Now as you know, the Resurrection of Jesus is not celebrated in December. It is a moveable feast that comes either in April or early in May, depending on the year.
I never paid much attention to this oddity, which is found not only in this icon but in many “month” icons, until a reader in Italy pointed it out to me. Some “month” icons depict the Resurrection not only in April or May, but in other months as widely separated as January and August. It does not mean, however, that the commemoration of the Resurrection is actually in that particularly month, but rather it was just something icon painters at times would add to a month icon, though really it had no place in the calendar for that month.
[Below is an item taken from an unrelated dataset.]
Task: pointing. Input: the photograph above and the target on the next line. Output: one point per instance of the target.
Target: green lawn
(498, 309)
Sometimes the Resurrection is depicted in the middle of the top row in a “month” icon, as in this one for February, which interestingly shows it in the “Western” form of Jesus above his empty tomb:
At other times, a Resurrection image is placed right in the center of the icon, as in this example for the month of May:

Here is an example in which the Resurrection is placed at the top, above the rows of saints for the month of December:

Here it is:
So, don’t be surprised if you find a depiction of the Resurrection in a “month” icon where it does not calendrically belong. It is just another of those peculiar things about Russian icons.